Making homemade fermented hot sauce is incredibly easy and super simple, and tastes SO much better than the store-bought stuff! Feel free to play around with different hot pepper varieties, you can even mix and match with adding a few sweet peppers in to help make a more mild sauce, too. Just make sure the vessels and equipment you use for fermenting are totally clean, but only use food-safe cleaners like dish soap to clean them (no harsh cleaners, obviously). I personally just boil the glass jays and fermentation weights for about 5 to 10 minutes beforehand, take them out of the water, and let them cool to room temperature before packing them with the peppers. For more insight on the fermentation process and best-practices, you can read through the blog post above. Enjoy, my friend!
To prepare the brine, whisk together the water and salt in a medium bowl until the salt has dissolved completely. Set it aside.
Remove and discard the caps of the chilies. Cut them in half lengthwise, then cut into roughly 4-inch long pieces. For a slightly milder sauce, remove the seeds, for a spicier sauce, leave them in.
Toss together the garlic and chilies in a bowl, then place them in the mason jar, pushing down on the contents to try and fit as many peppers as you can, leaving about a 1-inch gap between the top of the jar and the top of the pepper pile.

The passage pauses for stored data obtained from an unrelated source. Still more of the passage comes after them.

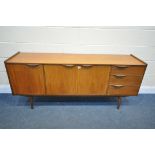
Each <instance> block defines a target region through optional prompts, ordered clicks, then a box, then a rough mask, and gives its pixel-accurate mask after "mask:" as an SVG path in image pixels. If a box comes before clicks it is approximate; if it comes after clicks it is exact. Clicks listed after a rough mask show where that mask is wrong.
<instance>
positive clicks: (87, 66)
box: [82, 65, 93, 67]
mask: <svg viewBox="0 0 155 155" xmlns="http://www.w3.org/2000/svg"><path fill="white" fill-rule="evenodd" d="M82 67H93V65H82Z"/></svg>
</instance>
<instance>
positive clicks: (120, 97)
mask: <svg viewBox="0 0 155 155" xmlns="http://www.w3.org/2000/svg"><path fill="white" fill-rule="evenodd" d="M121 103H122V97H121V96H118V104H117V109H119V108H120V106H121Z"/></svg>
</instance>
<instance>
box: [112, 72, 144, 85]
mask: <svg viewBox="0 0 155 155" xmlns="http://www.w3.org/2000/svg"><path fill="white" fill-rule="evenodd" d="M141 81H142V76H133V75H124V74H113V75H111V76H110V84H121V85H138V86H139V85H140V84H141Z"/></svg>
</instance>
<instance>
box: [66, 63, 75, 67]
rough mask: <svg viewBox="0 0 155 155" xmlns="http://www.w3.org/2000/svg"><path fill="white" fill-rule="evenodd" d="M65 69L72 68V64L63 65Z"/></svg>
mask: <svg viewBox="0 0 155 155" xmlns="http://www.w3.org/2000/svg"><path fill="white" fill-rule="evenodd" d="M64 66H65V67H74V66H75V65H72V64H68V65H64Z"/></svg>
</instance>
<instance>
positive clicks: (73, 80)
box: [44, 65, 77, 95]
mask: <svg viewBox="0 0 155 155" xmlns="http://www.w3.org/2000/svg"><path fill="white" fill-rule="evenodd" d="M44 70H45V77H46V94H47V95H76V92H77V87H76V82H77V68H76V66H74V65H44Z"/></svg>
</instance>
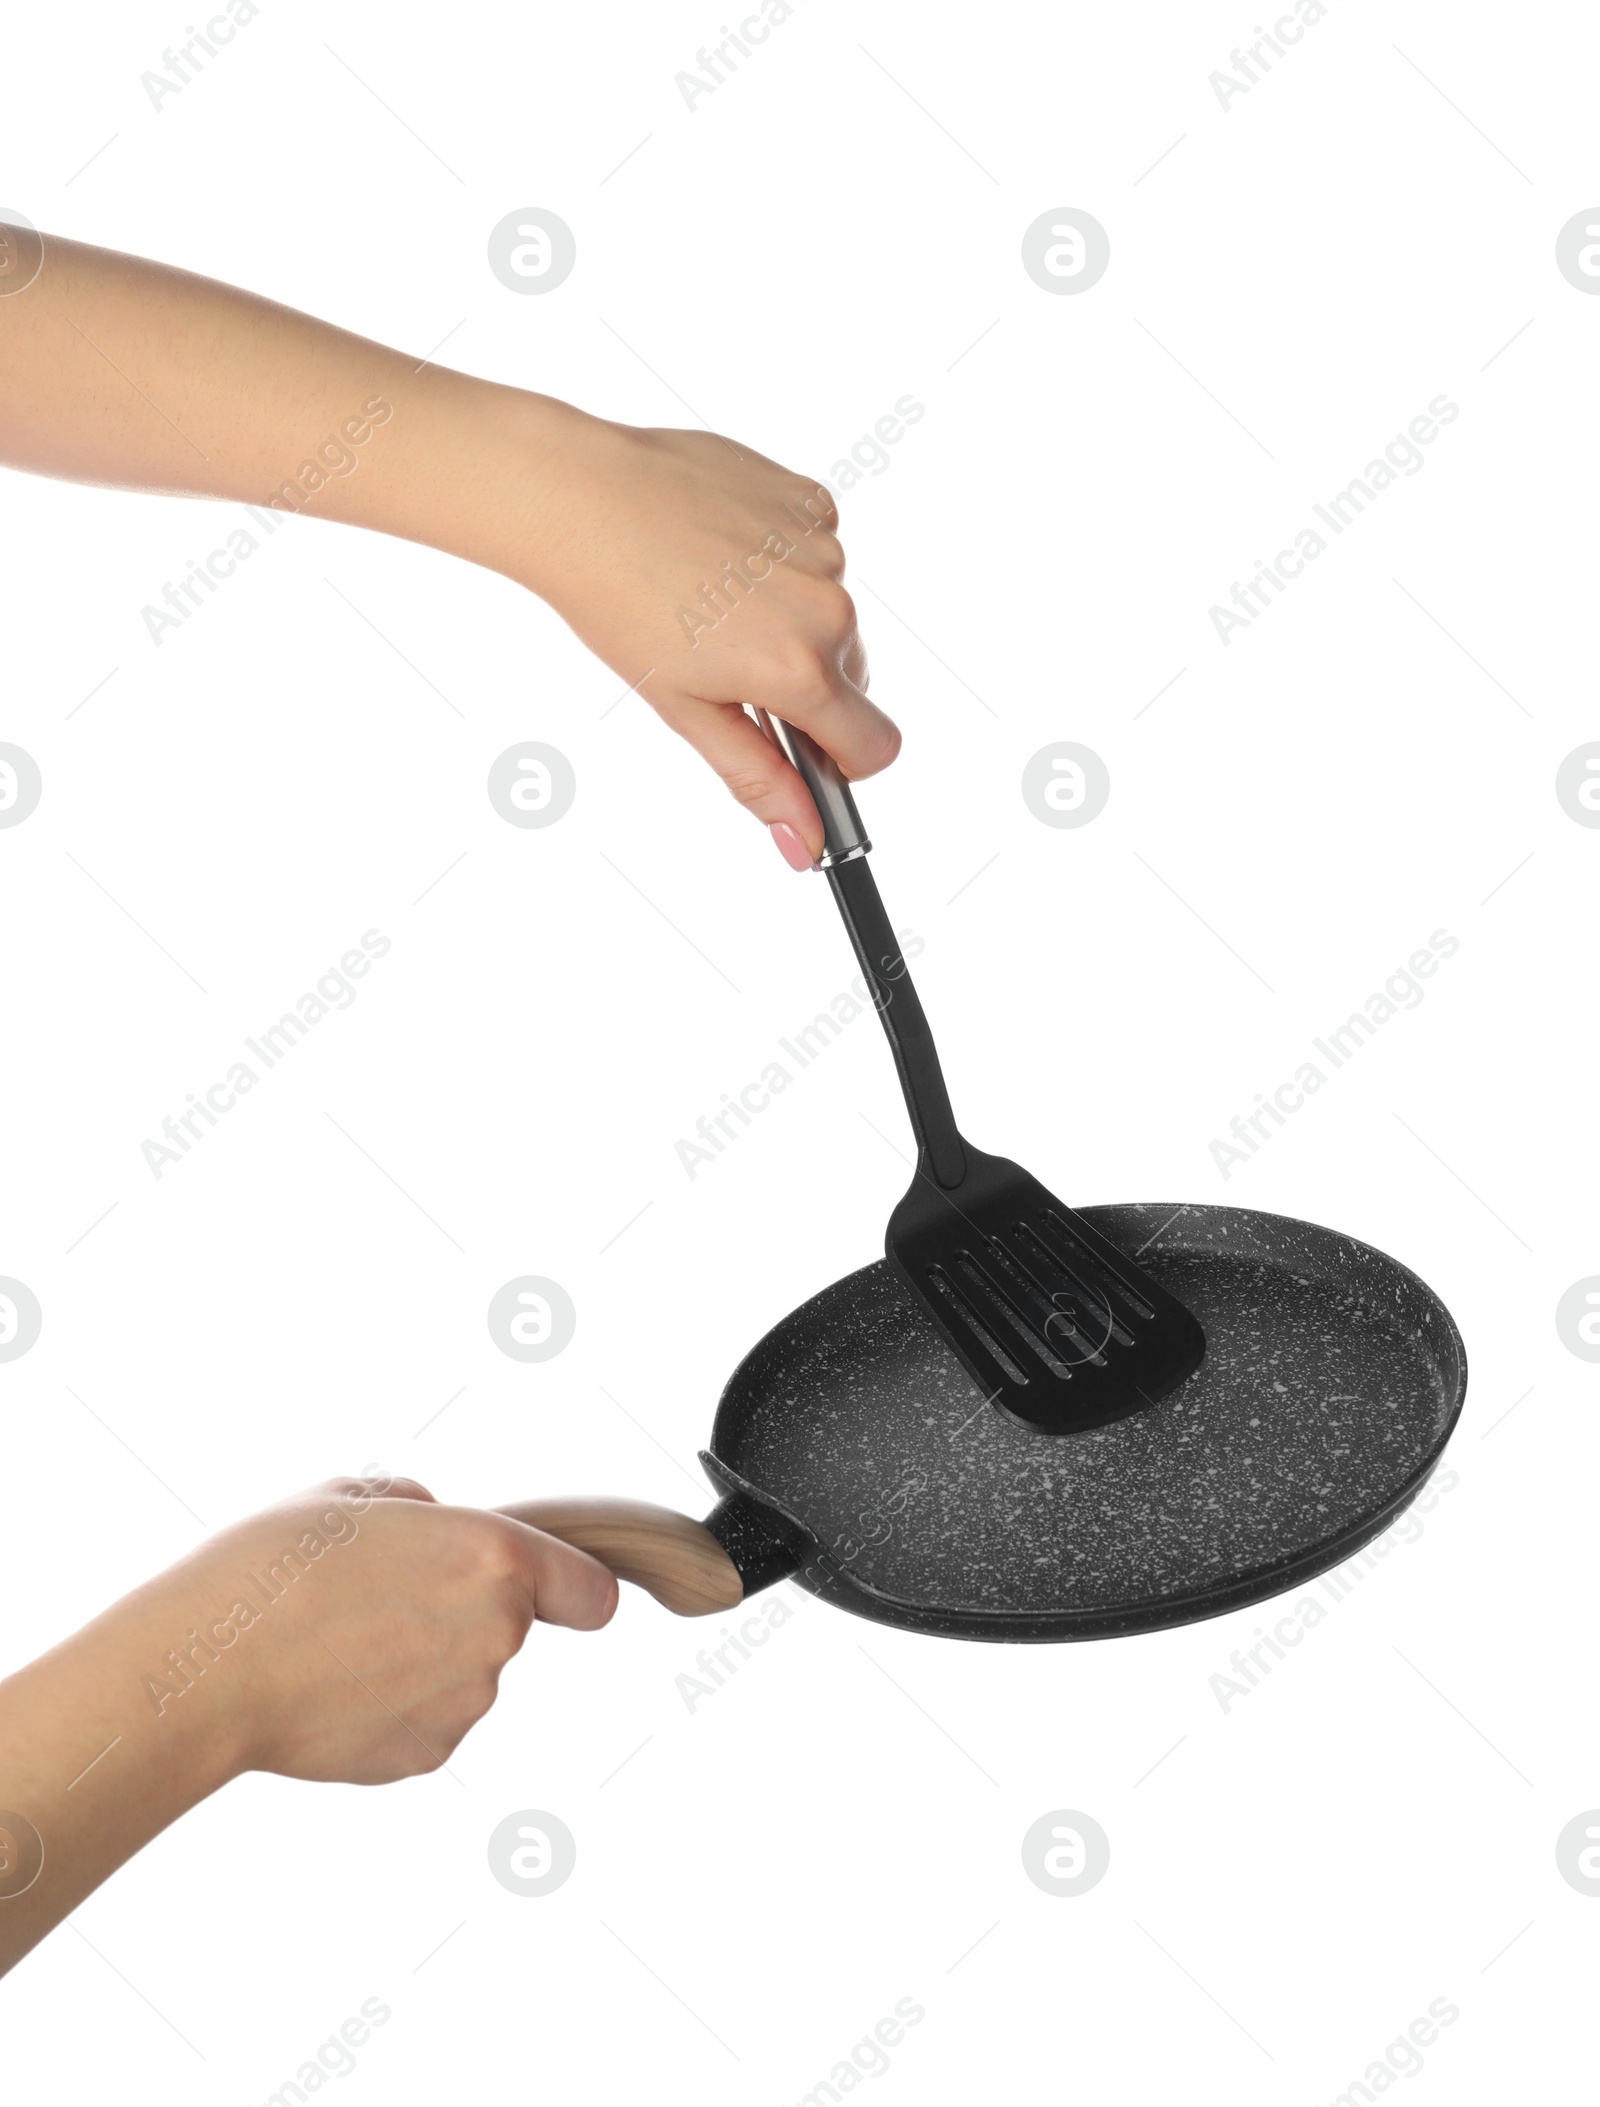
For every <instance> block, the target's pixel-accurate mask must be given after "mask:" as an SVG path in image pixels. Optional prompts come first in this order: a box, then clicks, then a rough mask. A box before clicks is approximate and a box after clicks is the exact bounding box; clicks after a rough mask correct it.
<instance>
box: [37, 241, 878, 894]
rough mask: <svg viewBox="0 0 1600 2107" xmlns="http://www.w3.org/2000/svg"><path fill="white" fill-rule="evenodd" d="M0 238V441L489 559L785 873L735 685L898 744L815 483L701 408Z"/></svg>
mask: <svg viewBox="0 0 1600 2107" xmlns="http://www.w3.org/2000/svg"><path fill="white" fill-rule="evenodd" d="M0 261H4V272H15V276H13V278H11V287H13V289H11V291H6V284H2V282H0V464H8V466H13V468H25V470H32V472H34V474H42V476H67V478H76V480H82V483H101V485H114V487H122V489H145V491H175V493H188V495H196V497H228V499H238V501H242V504H249V506H272V508H274V510H278V512H297V514H312V516H320V518H331V520H344V523H348V525H354V527H371V529H375V531H377V533H392V535H401V537H405V539H409V541H424V544H428V546H430V548H441V550H449V552H451V554H455V556H464V558H468V560H470V563H481V565H485V567H487V569H491V571H502V573H504V575H506V577H512V579H516V584H521V586H527V588H529V590H531V592H538V594H540V598H544V600H548V603H550V607H554V609H557V613H559V615H563V619H565V622H569V624H571V628H573V630H575V634H578V636H580V638H582V641H584V643H586V645H588V647H590V651H594V653H597V655H599V657H601V659H605V664H607V666H609V668H611V670H613V672H616V674H618V676H620V685H622V687H624V689H628V691H637V693H639V695H641V697H643V700H645V702H647V704H649V706H651V708H653V710H658V712H660V716H664V718H666V723H668V725H670V727H672V729H675V731H679V733H683V737H687V740H689V742H691V744H694V746H696V748H698V750H700V754H702V756H704V759H706V761H708V763H710V767H713V769H715V771H717V773H719V775H721V777H723V782H725V784H727V786H729V790H731V792H734V794H736V796H738V799H740V801H742V803H744V805H748V809H750V811H755V813H757V815H759V818H761V820H763V822H765V824H767V826H769V828H772V830H774V839H776V841H778V847H780V849H782V853H784V860H786V862H788V864H793V866H795V868H797V870H803V868H809V864H812V860H814V858H816V855H818V853H820V849H822V820H820V815H818V811H816V805H814V801H812V796H809V792H807V790H805V786H803V782H801V780H799V775H797V773H795V769H793V767H791V765H788V761H786V759H784V756H782V754H780V752H778V748H776V746H772V744H769V742H767V740H765V737H763V735H761V731H759V729H757V723H755V721H753V718H750V716H748V714H746V706H753V708H757V710H769V712H774V714H776V716H782V718H786V721H788V723H791V725H797V727H799V729H801V731H805V733H809V735H812V737H814V740H820V744H822V746H824V748H826V750H828V752H831V754H833V759H835V761H837V763H839V767H841V769H843V771H845V775H852V777H858V775H871V773H873V771H875V769H881V767H885V765H887V763H890V761H892V759H894V754H896V750H898V744H900V735H898V731H896V729H894V725H892V723H890V718H887V716H883V712H881V710H877V708H875V706H873V704H871V702H869V700H866V687H864V685H866V653H864V649H862V641H860V636H858V632H856V609H854V605H852V600H850V594H847V592H845V590H843V586H841V575H843V550H841V546H839V537H837V533H835V527H837V512H835V506H833V497H831V493H828V489H826V487H824V485H820V483H816V480H812V478H807V476H797V474H793V472H791V470H786V468H780V466H778V464H776V461H769V459H767V457H765V455H761V453H755V449H750V447H740V445H736V442H734V440H727V438H723V436H719V434H715V432H679V430H635V428H630V426H624V424H613V421H611V419H605V417H590V415H588V413H586V411H580V409H573V407H571V405H567V402H557V400H554V398H552V396H542V394H531V392H527V390H521V388H500V386H495V383H493V381H481V379H472V377H470V375H466V373H453V371H449V369H447V367H434V365H432V362H430V360H426V358H415V356H413V354H409V352H405V354H403V352H392V350H386V348H384V346H382V343H371V341H369V339H367V337H354V335H350V333H348V331H344V329H333V327H331V324H327V322H318V320H314V318H312V316H306V314H295V312H293V310H291V308H280V306H278V303H276V301H270V299H259V297H257V295H253V293H242V291H238V289H234V287H228V284H215V282H213V280H209V278H196V276H192V274H190V272H181V270H169V268H167V265H164V263H148V261H141V259H139V257H124V255H116V253H114V251H108V249H86V247H82V244H80V242H63V240H55V238H48V236H46V240H44V249H42V261H40V251H38V247H34V251H32V255H27V253H23V247H21V242H19V240H17V238H15V236H8V234H6V230H2V228H0ZM34 263H38V265H40V268H38V274H36V276H32V278H27V276H25V272H30V270H32V268H34ZM4 272H0V276H4ZM8 495H15V493H8Z"/></svg>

Pour the brine into the jar until it's level with the peppers. Place the glass fermentation weight on top of the peppers and push down to help compact the peppers a bit more. Ideally, you want about 1 inch of space between the top of the glass weight and the top of the jar—you can remove some pepper pieces if needed to lower it a bit.
Once you have 1-inch of headspace, add more brine to the jar until the weight is just covered and submerged in the brine.
Screw on the airlock lid, with the airlock assembled according to the manufacturer's directions. **Make sure** that the bottom tip of the air lock DOESN'T touch or get submerged in the brine. It should be exposed to the air in the 1-inch of headspace at the top of the jar. If it is submerged, it will not be able to vent the CO2 properly.
Store at room temperature out of direct sunlight and allow to ferment for at least 5 days, and up to several weeks. The brine will turn cloudy (read the signs of a healthy fermentation above for more details).
When you're ready to enjoy your hot sauce, remove the air lock cap, remove the glass weight, and empty the mixture into a blender. Puree at medium speed until your desired consistency is reached (I like mine a little chunkier, but if you want it silky smooth like sriracha just keep on blendin').
Store in clean glass bottles and keep refrigerated.